The Rosvold continuous performance test (RCPT) was programmed and performed on E-prime 2.0. software (Psychology Software Tools, Inc., Pittsburg, PA). The RCPT was used to measure sustained attention [29, 31]. Over a time span of seven minutes, letters were continuously (every 1000 ms) presented to the participants. The participants were asked to push the space bar when an X appeared on the screen. Accuracy (%) and reaction time (ms) were assessed.

Continuous EEG was registered during the Stroop test and the RCPT using BrainVision Recorder (Brain Products GmbH, Munich, Germany). EEG data were derived from 32 active Ag/AgCl electrodes attached on the subjects’ head (Acticap, Brain Products, Munich, Germany) according to the ‘10-20 International System’ [32]. Electrode impedance was kept < 5kΩ throughout the experiment. Continuous data were recorded at a sampling rate of 500 Hz. To minimise sound artefacts, subjects were provided with earplugs.

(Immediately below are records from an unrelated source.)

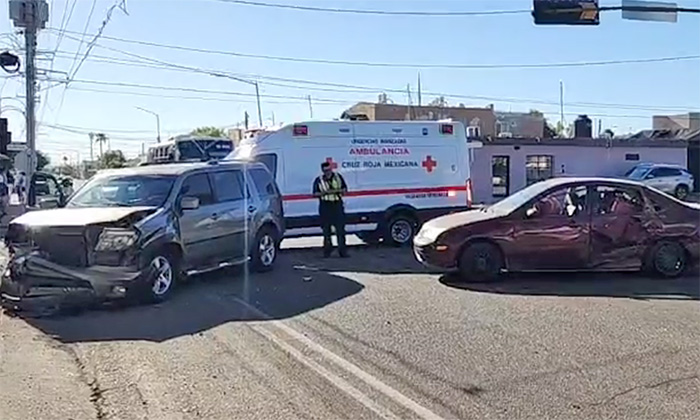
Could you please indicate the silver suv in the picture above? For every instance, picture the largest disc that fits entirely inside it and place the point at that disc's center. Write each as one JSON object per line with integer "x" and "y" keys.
{"x": 137, "y": 231}
{"x": 672, "y": 179}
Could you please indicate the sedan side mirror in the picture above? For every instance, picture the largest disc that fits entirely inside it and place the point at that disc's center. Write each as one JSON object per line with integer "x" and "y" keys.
{"x": 531, "y": 211}
{"x": 189, "y": 203}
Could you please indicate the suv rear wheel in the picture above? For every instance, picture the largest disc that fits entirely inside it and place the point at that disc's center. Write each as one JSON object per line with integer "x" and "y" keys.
{"x": 681, "y": 191}
{"x": 265, "y": 249}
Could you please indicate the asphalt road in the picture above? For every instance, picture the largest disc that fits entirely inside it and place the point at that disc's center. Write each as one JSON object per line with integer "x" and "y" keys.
{"x": 371, "y": 337}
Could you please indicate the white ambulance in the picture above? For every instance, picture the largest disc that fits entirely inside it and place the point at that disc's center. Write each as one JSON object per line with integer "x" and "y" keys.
{"x": 398, "y": 173}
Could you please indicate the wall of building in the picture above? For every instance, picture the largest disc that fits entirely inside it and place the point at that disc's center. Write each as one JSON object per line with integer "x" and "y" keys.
{"x": 484, "y": 118}
{"x": 689, "y": 121}
{"x": 566, "y": 161}
{"x": 520, "y": 124}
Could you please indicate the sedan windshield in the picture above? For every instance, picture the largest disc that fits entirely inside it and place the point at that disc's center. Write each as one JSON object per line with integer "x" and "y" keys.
{"x": 124, "y": 191}
{"x": 638, "y": 172}
{"x": 513, "y": 202}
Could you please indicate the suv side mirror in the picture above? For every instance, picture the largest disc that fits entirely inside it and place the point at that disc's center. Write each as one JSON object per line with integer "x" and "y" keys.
{"x": 530, "y": 212}
{"x": 189, "y": 203}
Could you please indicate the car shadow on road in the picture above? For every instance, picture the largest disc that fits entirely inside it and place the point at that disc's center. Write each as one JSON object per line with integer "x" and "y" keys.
{"x": 204, "y": 303}
{"x": 374, "y": 259}
{"x": 617, "y": 285}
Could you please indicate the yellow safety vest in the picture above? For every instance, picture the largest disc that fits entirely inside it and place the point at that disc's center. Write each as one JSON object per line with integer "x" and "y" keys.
{"x": 333, "y": 184}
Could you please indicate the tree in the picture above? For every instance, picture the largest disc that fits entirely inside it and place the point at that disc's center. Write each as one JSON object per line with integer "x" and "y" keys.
{"x": 440, "y": 102}
{"x": 42, "y": 160}
{"x": 208, "y": 132}
{"x": 112, "y": 159}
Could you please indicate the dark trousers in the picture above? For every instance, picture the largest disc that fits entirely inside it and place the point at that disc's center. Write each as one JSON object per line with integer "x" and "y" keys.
{"x": 332, "y": 214}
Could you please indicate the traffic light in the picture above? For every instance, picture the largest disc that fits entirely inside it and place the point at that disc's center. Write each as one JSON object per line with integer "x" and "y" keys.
{"x": 566, "y": 12}
{"x": 4, "y": 136}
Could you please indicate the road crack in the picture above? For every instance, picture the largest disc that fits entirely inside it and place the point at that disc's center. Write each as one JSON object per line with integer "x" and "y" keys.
{"x": 97, "y": 392}
{"x": 646, "y": 386}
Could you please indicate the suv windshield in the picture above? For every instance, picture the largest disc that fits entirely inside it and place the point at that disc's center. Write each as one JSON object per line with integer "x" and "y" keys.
{"x": 638, "y": 172}
{"x": 124, "y": 191}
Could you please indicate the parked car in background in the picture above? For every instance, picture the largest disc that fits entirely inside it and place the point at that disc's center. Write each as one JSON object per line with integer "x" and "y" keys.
{"x": 137, "y": 231}
{"x": 567, "y": 224}
{"x": 672, "y": 179}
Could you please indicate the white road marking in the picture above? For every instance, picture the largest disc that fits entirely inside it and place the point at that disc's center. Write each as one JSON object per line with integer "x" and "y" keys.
{"x": 336, "y": 380}
{"x": 366, "y": 377}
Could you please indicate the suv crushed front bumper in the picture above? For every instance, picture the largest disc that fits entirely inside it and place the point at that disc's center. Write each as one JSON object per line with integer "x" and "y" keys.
{"x": 31, "y": 282}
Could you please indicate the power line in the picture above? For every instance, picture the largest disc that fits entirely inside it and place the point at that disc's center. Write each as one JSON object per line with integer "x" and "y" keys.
{"x": 301, "y": 99}
{"x": 348, "y": 88}
{"x": 403, "y": 65}
{"x": 374, "y": 12}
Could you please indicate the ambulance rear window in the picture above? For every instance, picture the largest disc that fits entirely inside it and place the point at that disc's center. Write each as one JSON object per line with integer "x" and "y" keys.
{"x": 270, "y": 160}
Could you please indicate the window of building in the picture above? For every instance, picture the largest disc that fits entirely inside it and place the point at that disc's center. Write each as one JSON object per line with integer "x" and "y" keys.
{"x": 198, "y": 186}
{"x": 228, "y": 185}
{"x": 538, "y": 168}
{"x": 500, "y": 176}
{"x": 663, "y": 172}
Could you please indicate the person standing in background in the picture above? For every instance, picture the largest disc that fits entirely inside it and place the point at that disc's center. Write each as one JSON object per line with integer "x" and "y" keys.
{"x": 329, "y": 188}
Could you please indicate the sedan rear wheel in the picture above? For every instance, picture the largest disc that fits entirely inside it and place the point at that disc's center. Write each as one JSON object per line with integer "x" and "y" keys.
{"x": 668, "y": 259}
{"x": 481, "y": 261}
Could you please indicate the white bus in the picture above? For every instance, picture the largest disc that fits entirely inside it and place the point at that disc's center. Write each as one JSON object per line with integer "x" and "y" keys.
{"x": 189, "y": 148}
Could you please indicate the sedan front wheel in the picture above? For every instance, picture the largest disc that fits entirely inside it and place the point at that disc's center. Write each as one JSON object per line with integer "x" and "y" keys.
{"x": 481, "y": 261}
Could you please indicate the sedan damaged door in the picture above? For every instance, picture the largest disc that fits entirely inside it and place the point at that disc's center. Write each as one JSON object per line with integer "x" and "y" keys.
{"x": 552, "y": 232}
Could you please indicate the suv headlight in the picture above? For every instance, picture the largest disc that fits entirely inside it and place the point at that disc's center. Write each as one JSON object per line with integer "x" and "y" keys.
{"x": 427, "y": 235}
{"x": 116, "y": 239}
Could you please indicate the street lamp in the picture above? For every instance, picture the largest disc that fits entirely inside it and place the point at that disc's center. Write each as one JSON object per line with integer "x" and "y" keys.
{"x": 157, "y": 119}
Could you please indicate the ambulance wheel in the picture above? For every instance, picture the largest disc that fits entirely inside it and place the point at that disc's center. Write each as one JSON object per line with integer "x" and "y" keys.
{"x": 370, "y": 238}
{"x": 400, "y": 230}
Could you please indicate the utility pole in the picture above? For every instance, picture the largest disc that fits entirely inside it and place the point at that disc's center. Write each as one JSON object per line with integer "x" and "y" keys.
{"x": 257, "y": 96}
{"x": 31, "y": 15}
{"x": 408, "y": 89}
{"x": 561, "y": 102}
{"x": 92, "y": 140}
{"x": 420, "y": 102}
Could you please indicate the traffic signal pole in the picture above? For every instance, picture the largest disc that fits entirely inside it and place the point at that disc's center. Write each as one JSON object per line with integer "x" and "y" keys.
{"x": 30, "y": 70}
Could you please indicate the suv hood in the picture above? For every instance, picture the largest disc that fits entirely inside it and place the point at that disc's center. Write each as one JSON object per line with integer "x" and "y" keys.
{"x": 78, "y": 216}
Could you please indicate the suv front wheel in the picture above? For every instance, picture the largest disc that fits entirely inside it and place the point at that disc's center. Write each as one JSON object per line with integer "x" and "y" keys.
{"x": 265, "y": 249}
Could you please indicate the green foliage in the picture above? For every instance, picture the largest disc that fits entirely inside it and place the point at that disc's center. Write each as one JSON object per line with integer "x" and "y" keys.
{"x": 208, "y": 132}
{"x": 112, "y": 159}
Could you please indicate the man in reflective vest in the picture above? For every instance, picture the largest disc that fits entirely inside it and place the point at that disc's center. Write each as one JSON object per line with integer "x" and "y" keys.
{"x": 329, "y": 188}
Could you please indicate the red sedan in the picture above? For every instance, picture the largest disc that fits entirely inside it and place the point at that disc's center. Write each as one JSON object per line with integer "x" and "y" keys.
{"x": 567, "y": 224}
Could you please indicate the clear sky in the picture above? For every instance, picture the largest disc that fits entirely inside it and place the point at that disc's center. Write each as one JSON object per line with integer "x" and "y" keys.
{"x": 636, "y": 91}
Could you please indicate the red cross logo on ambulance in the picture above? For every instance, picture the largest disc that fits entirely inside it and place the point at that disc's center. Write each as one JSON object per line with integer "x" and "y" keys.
{"x": 334, "y": 165}
{"x": 429, "y": 164}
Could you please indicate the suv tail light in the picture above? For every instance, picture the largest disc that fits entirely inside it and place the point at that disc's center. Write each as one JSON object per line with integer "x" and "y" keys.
{"x": 447, "y": 129}
{"x": 469, "y": 193}
{"x": 301, "y": 130}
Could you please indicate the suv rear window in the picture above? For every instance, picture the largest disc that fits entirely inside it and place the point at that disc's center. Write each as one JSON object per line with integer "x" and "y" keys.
{"x": 263, "y": 182}
{"x": 228, "y": 185}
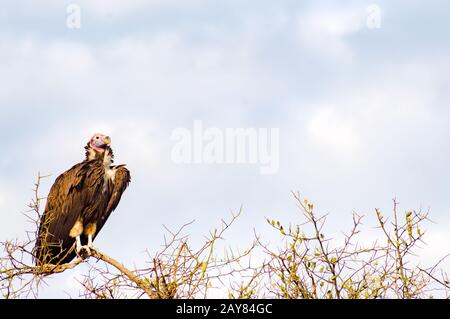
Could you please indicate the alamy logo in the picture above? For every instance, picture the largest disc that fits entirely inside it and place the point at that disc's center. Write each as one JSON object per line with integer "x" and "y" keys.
{"x": 259, "y": 146}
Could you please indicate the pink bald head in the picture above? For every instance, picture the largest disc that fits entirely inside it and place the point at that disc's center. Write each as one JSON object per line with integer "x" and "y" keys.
{"x": 99, "y": 142}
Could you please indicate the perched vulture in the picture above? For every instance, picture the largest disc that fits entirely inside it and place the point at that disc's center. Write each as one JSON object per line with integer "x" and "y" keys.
{"x": 79, "y": 203}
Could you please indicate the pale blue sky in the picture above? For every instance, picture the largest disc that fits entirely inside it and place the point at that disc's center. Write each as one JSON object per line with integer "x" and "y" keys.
{"x": 363, "y": 113}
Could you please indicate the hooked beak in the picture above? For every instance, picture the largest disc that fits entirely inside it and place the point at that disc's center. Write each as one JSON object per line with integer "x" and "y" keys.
{"x": 107, "y": 140}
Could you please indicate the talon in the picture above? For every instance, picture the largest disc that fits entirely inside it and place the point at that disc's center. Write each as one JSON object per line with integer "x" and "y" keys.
{"x": 78, "y": 245}
{"x": 84, "y": 252}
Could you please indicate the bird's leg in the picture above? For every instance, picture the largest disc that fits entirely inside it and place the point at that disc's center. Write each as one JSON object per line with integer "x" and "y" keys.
{"x": 90, "y": 245}
{"x": 78, "y": 244}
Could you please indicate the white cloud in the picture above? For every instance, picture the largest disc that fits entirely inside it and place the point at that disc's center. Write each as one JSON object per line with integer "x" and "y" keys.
{"x": 329, "y": 129}
{"x": 325, "y": 31}
{"x": 120, "y": 8}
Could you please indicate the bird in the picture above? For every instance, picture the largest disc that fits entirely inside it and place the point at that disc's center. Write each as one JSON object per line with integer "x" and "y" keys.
{"x": 79, "y": 203}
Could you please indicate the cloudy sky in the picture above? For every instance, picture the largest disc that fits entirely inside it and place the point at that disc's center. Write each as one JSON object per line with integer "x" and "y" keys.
{"x": 362, "y": 112}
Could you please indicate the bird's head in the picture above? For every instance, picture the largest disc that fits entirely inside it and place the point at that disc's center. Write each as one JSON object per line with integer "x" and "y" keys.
{"x": 98, "y": 146}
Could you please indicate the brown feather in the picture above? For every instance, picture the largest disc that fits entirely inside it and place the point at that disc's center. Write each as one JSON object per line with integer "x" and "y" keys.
{"x": 81, "y": 193}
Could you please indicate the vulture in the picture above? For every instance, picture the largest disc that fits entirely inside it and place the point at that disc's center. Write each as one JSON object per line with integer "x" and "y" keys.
{"x": 79, "y": 203}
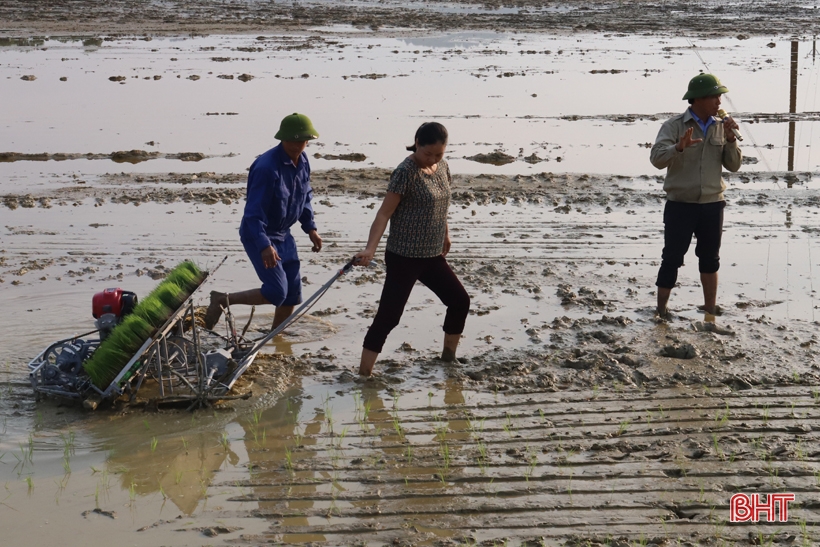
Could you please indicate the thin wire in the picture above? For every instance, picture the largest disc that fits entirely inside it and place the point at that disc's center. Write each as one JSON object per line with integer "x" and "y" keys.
{"x": 811, "y": 277}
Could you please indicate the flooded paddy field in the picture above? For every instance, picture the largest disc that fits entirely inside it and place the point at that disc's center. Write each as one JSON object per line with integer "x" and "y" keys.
{"x": 573, "y": 417}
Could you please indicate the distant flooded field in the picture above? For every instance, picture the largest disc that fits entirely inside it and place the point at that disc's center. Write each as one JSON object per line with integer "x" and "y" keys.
{"x": 574, "y": 416}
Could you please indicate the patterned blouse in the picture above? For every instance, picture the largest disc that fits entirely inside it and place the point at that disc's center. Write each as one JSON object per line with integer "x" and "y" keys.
{"x": 419, "y": 223}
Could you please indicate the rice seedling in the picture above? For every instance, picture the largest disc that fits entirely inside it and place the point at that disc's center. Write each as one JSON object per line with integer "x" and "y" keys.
{"x": 149, "y": 314}
{"x": 329, "y": 421}
{"x": 800, "y": 450}
{"x": 532, "y": 462}
{"x": 341, "y": 437}
{"x": 716, "y": 446}
{"x": 661, "y": 412}
{"x": 483, "y": 457}
{"x": 397, "y": 426}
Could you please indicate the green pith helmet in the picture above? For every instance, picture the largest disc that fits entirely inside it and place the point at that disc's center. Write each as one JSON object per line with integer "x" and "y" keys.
{"x": 296, "y": 127}
{"x": 704, "y": 85}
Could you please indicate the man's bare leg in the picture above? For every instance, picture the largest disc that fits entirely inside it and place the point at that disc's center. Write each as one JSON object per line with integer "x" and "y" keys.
{"x": 709, "y": 282}
{"x": 368, "y": 360}
{"x": 663, "y": 300}
{"x": 282, "y": 313}
{"x": 450, "y": 345}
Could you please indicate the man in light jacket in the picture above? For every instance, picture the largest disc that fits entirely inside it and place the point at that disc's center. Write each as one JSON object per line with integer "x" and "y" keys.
{"x": 694, "y": 147}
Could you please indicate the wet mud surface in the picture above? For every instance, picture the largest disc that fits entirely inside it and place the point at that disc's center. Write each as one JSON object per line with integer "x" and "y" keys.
{"x": 744, "y": 17}
{"x": 573, "y": 417}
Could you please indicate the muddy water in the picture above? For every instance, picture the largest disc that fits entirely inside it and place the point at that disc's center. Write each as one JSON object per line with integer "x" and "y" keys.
{"x": 534, "y": 97}
{"x": 563, "y": 424}
{"x": 540, "y": 432}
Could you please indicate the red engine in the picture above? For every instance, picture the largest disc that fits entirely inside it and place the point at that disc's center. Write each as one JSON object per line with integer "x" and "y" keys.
{"x": 114, "y": 301}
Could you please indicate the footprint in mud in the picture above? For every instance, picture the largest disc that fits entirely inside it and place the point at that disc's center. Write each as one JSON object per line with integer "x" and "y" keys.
{"x": 680, "y": 351}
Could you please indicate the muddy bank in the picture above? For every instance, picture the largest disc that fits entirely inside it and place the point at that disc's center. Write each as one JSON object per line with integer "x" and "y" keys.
{"x": 122, "y": 156}
{"x": 701, "y": 17}
{"x": 563, "y": 191}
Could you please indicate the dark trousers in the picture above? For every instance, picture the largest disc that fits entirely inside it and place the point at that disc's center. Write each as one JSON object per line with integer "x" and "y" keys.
{"x": 402, "y": 274}
{"x": 680, "y": 222}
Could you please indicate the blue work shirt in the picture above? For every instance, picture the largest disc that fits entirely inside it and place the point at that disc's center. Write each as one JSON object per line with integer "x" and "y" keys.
{"x": 279, "y": 194}
{"x": 704, "y": 125}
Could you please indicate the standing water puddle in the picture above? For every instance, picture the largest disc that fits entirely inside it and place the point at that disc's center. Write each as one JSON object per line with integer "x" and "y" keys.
{"x": 588, "y": 103}
{"x": 562, "y": 423}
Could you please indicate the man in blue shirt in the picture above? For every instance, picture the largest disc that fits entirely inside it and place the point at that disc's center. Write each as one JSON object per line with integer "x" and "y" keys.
{"x": 279, "y": 195}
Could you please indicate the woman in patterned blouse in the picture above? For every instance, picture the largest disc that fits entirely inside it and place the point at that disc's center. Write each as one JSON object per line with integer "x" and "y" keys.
{"x": 416, "y": 204}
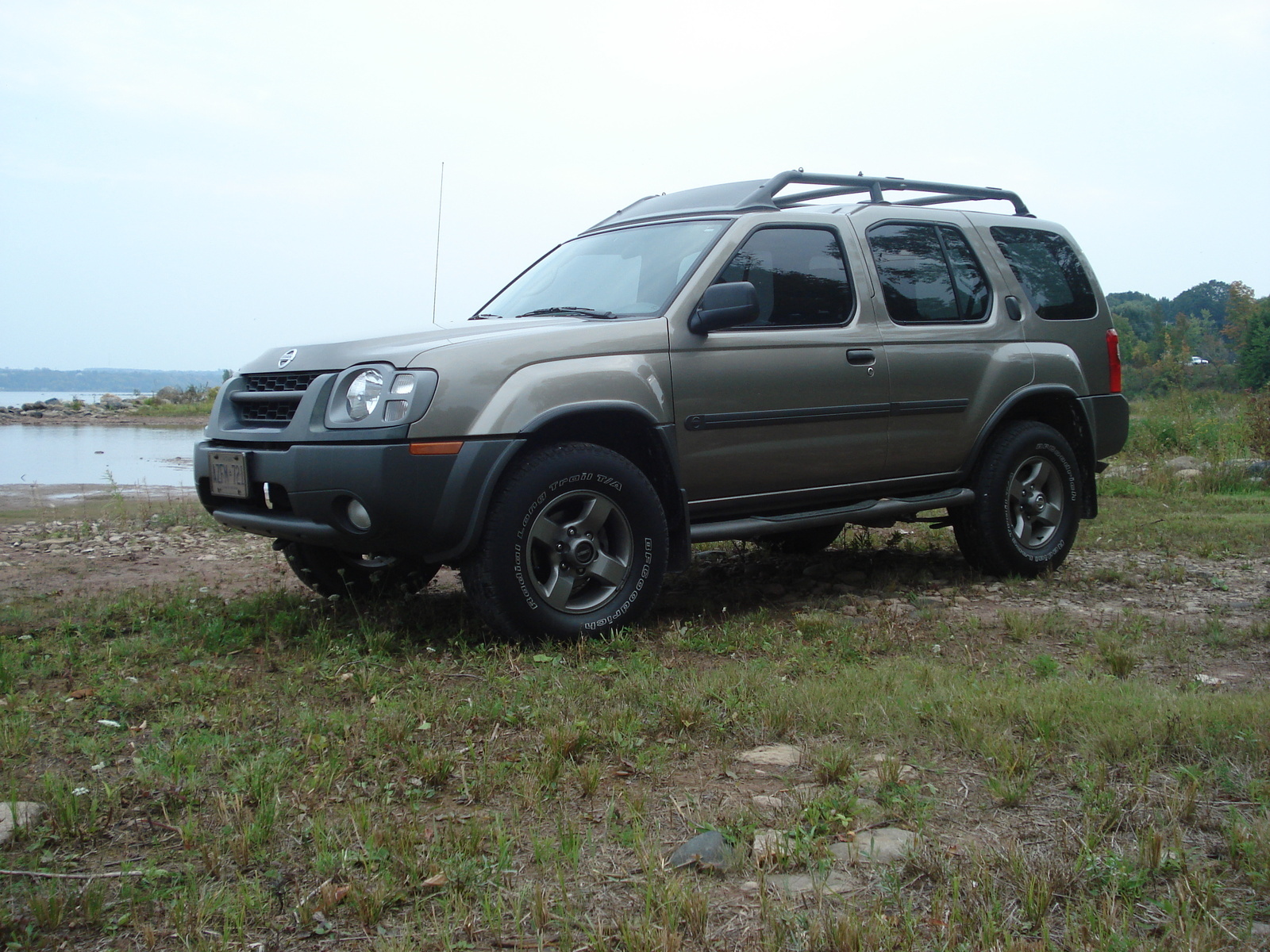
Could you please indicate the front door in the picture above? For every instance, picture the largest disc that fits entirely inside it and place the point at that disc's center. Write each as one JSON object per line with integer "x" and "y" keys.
{"x": 794, "y": 406}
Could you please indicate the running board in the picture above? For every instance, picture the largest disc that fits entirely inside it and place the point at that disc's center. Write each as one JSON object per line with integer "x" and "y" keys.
{"x": 873, "y": 512}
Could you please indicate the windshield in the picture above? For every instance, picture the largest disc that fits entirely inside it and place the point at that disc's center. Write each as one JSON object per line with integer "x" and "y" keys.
{"x": 620, "y": 273}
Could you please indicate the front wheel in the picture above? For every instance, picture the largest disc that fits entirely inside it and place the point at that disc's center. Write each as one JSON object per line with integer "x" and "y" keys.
{"x": 329, "y": 571}
{"x": 1026, "y": 507}
{"x": 575, "y": 543}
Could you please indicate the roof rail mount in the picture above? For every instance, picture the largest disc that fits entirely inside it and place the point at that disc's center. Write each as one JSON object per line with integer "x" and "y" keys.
{"x": 761, "y": 196}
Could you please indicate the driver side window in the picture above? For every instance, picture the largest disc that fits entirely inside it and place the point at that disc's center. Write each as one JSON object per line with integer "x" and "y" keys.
{"x": 800, "y": 276}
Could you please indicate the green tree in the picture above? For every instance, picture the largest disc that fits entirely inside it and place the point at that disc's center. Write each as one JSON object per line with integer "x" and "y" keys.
{"x": 1255, "y": 349}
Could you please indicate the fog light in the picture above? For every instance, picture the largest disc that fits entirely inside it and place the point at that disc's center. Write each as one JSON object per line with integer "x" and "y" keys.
{"x": 359, "y": 516}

ERP data were analysed using BrainVision Analyzer (Brain Products GmbH, Munich, Germany). Latency (ms) and amplitude (μV) were assessed for the N200, P300, N450 and conflict SP in response to the different stimuli during the Stroop test and for the N200 and P300 in response to the RCPT. The ERP data were processed as follows. Raw data were filtered (high pass: 0.1 Hz, low pass: 45 Hz and notch: 50 Hz; slope: 48dB/oct) with a Butterworth filter design and re-referenced to an average reference. Subsequently, artefacts were removed semi-automatically. Gradient, max-min, amplitude and low activity were set at 75 μV/ms, 150 μV/200ms, -100 μV, +100 μV and 0.5 μV/50ms respectively. Thereafter, the dataset was segmented (-200ms pre to 800ms post stimulus) into stimulus-locked epochs for correct trials. For each stimulus-locked epoch, artefacts were further removed using Independent Component Analysis (ICA) and inverse ICA. Baseline correction (using pre stimulus period -200 ms to 0 ms) was applied, the epochs were averaged, and N200, P300, N450 and SP were automatically detected. The number of trials contributing to the averages used in further analysis can be found in Table 1. The latency and amplitude for each ERP component were quantified using the mean amplitude and corresponding latency within a 150-300ms latency window for the N200, a 250-500ms latency window for the P300, a 450-550ms latency window for the N450 and a 600-800ms latency window for the conflict SP [18, 33–35]. Thereafter, the BrainVision Analyzer data were exported to IBM SPSS Statistics 22 for further analyses. The N200 and the N450 emerge fronto-centrally, while the P300 and the conflict SP emergs in temporal-parietal areas [18, 36, 37]. Therefore, we used the fronto-central region including Fp1, Fp2, F4, Fz, F3, F7, F8, FC1 and FC2 to analyse the N200 and the N450 and the temporal-parietal region including Pz, P3, P4, P7, P8, PO9 and PO10 to analyze the P300 and the conflict SP.